Oleh Marianus Gaharpung
Dosen FH Ubaya, Ketua Dewan Penasehat DPC Peradi Sidoarjo
Membaca dan menyimak narasi pembelaan yang selama ini dilakukan John Bala dan kawan kawan atas tanah HGU Nangahale yang diokupasi warga di sekitar lahan tidak menunjukkan nalar seorang yang paham hukum. Wajar saja akhir-akhir ini timbul reaksi ketidakpuasan warga mulai merasa gerah dengan strategi kerja sebagai penasehat atau pendamping hukum hanya memberi “angin surga” dengan narasinya yang aduhai tanpa adanya kepastian hukum selama ini.
Jujur saja jika fakta hukumnya logik dan argumentatif, sebagai PH harusnya sangat mampu memprediksi bahwa masalah HGU pasti selesai dan warga akan mudah mendapatkan hak-hak atas tanah tersebut.

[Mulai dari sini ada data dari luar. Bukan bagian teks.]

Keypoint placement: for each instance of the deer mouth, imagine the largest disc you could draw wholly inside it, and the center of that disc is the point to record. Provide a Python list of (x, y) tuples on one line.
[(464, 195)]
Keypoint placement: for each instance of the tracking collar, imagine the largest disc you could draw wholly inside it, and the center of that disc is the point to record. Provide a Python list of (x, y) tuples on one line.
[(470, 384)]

Nyatanya sudah sekian belas tahun dan berapa jumlah surat yang sudah dilayangkan ke instansi pemerintah mulai Kementrian Agraria, BPN NTT, Kakan Pertanahan Sikka, Pemkab Sikka tetapi tidak digubris. Ini bentuk konkrit narasi dan argumentasi hukum John Bala sejatinya tidak bernalar. Hanya untaian-untaian kata yang menarik ketika dibaca.
Dalam dunia kepengacaraan atau pembelaan hal-hal yang demikian itu tidaklah penting tetapi yang utama membedah kasusnya adalah fakta hukumnya logik, argumentatif dan prediktabilitas. Selama ini John Bala tidak mampu membuktikan sama sekali, lalu cara-cara murahan dengan menduga adanya KKN antara Pemerintah dalam hal ini BPN NTT dan PT Krisrama. Ini bukti dasar argumentasi hukum John Bala lemah sehingga melahirkan pemikiran yang picik yang sejatinya tidak boleh keluar dari nurani seorang yang katanya sudah punya KTA Lawyer. Sungguh memalukan!

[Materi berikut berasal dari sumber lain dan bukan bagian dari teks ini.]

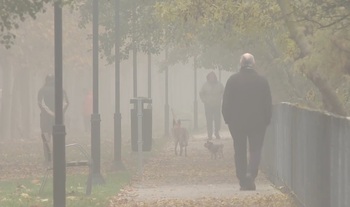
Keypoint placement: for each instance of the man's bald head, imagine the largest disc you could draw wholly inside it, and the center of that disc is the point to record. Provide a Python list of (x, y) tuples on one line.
[(247, 60)]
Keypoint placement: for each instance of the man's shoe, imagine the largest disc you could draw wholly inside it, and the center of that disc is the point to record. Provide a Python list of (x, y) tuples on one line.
[(248, 184)]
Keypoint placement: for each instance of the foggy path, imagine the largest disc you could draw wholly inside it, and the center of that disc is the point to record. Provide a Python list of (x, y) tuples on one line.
[(196, 180)]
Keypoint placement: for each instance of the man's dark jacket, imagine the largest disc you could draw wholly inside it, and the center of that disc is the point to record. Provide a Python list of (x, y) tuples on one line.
[(247, 100)]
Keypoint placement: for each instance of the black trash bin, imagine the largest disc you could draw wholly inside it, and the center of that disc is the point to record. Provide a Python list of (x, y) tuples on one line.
[(146, 125)]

Oleh karena itu, kepada Jhon Bala ada beberapa pertanyaan ini silahkan anda menjawab secara terbuka dengan dasar peraturan dan bukti surat yang otentik bukan asumsi. Agar perjuangan AMAN dan anda sebagai PH belasan tahun di tanah HGU membuahkan hasil. Dan, Menteri Agraria AHY akan menindaklanjuti Surat AMAN agar SHGU PT Krisrama dibatalkan.

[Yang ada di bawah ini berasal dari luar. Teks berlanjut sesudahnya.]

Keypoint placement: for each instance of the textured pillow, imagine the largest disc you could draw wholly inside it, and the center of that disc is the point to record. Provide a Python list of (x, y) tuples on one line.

Adapun pertanyaannya sebagai berikut :
- Apa dasar legalitas warga memasuki lahan HGU Nangahale yang sebelumnya dikuasai oleh misi dan/atau PT Diag dan diperbaharui dengan PT Krisrama?;
- Ketika Panitia B turun ke Lokasi ada reaksi warga, apakah warga tersebut memiliki legal standing (hak gugat) terhadap pemerintah?;
- Jika saat pengukuran Panitia B ada reaksi di lapangan, apakah warga mampu membuktikan hak-hak keperdataan (hak adat) atau hanya berteriak ini tanah suku nenek moyang kami? Wahhh jika modus begini bukan cara-cara kerja PH yang profesional tetapi mengajak kliennya/oknum warga bergaya seperti oknum-oknum dept collector;
- Jika tidak ada alas hak dari warga yang meyakinkan Panitia B dan/ atau Kanwil BPN NTT, apakah dengan menerbitkan SHGU untuk PT Krisrama adalah bentuk KKN BPN NTT dan PT Krisrama? Kasihan, masih ada PH yang logika berpikirnya picik sempit seperti bukan SH dengan profesi lawyer ternyata bergaya ajak warga dengan “bondo nekat”;
- Selama AMAN dan PH warga Nangahale tidak memiliki alas hak atas tanah HGU sebagai milik suku-suku, maka yakinlah Menteri Agraria AHY tidak sebegitu gampangnya membatalkan SHGU PT Krisrama karena sebelum ambil keputusan Menteri akan memanggil Kepala BPN NTT, Kakan Pertanahan Sikka dan PT Krisrama untuk menjelaskan kasus posisinya;
- Perjuangan AMAN dan PH ini di mata hukum sudah habis argumentasi hukumnya karena sejatinya tidak ada alas hak yang logik dan argumentatif tetapi perjuangan selama ini hanya untuk “menarik nafas panjang” agar warga tetap mengokupasi tanah HGU;
Oleh karena itu, kepada Tim Kuasa Hukum PT Krisrama, tetap semangat. Ini perkara tidak sulit teruskan lakukan tindakan pro yustisia agar kepastian hukum dan keadilan benar-benar ada pada PT Krisrama.»